Надо было хоть немного размяться, поэтому я выбралась из машины и только тогда обратила внимание, что у подъезда Игоря собралась небольшая группа: три старушки, седой джентльмен с собакой, двое мальчишек в спортивных штанах и кроссовках и молодой мужчина с вьющимися черными волосами. Этот мужчина что-то говорил остальным, точнее, неохотно отвечал на их вопросы.
Было ясно, что тело Игоря нашли.
Моя машина, скрытая ветвями деревьев, находилась от подъезда метрах в двадцати. Казалось, разглядеть меня непросто, но все-таки я поймала на себе взгляд кудрявого. В его глазах был вопрос, будто он сомневался – узнает меня или нет?
Я вернулась за руль. Возможно, кудрявый – приятель Игоря. Возможно, именно этот парень и нашел тело. У Игоря не было машины, а однажды он сказал, что на работу его возит приятель.
Мне показалось, что кудрявый парень хочет подойти ко мне, а это означало, что надо уезжать.
8 июня, немного позже
Дома я первым делом встала под душ. После душа нашла в сумке сигареты и присела на табуретку в кухне.
Запах сигаретного дыма вызывал легкую тошноту, но это было даже хорошо, потому что никаких других ощущений, доказывающих, что я жива, не наблюдалось.
Где-то далеко, хотя, нет, не далеко, а просто внутри моей сумки, зазвонил телефон. Я не пошевелилась. Телефон смолк, от наступившей тишины заложило уши.

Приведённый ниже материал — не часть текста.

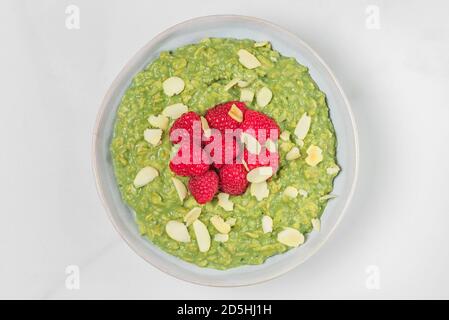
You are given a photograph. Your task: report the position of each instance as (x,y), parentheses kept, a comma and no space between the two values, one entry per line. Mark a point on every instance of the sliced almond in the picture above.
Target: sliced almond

Я не успела затянуться сигаретой, как телефон задребезжал снова. Пришлось достать его. Номер был незнакомый.
– Алло…
– Ну, здравствуйте! – пропищал удивительно противный женский голос. – Я уже в Гродине, в аэропорту, но меня никто не встретил!
– Вы, наверное, ошиблись. Я вас не знаю.
– Нет, я не ошиблась. Это Марго Лэнс.
По мнению дамы, ее имя должно было волшебным образом восстанавливать память. Увы, не сегодня – решила я и отключила связь.
Затянувшись наконец-то сигаретным дымом, я произнесла про себя это имя: Марго Лэнс… И тут память ко мне вернулась!
– Марго! – Она ответила только после шестого гудка. Обиделась? На нее похоже. – Марго, я не знала, что вы приезжаете. Ник не просил меня встретить вас, поэтому простите…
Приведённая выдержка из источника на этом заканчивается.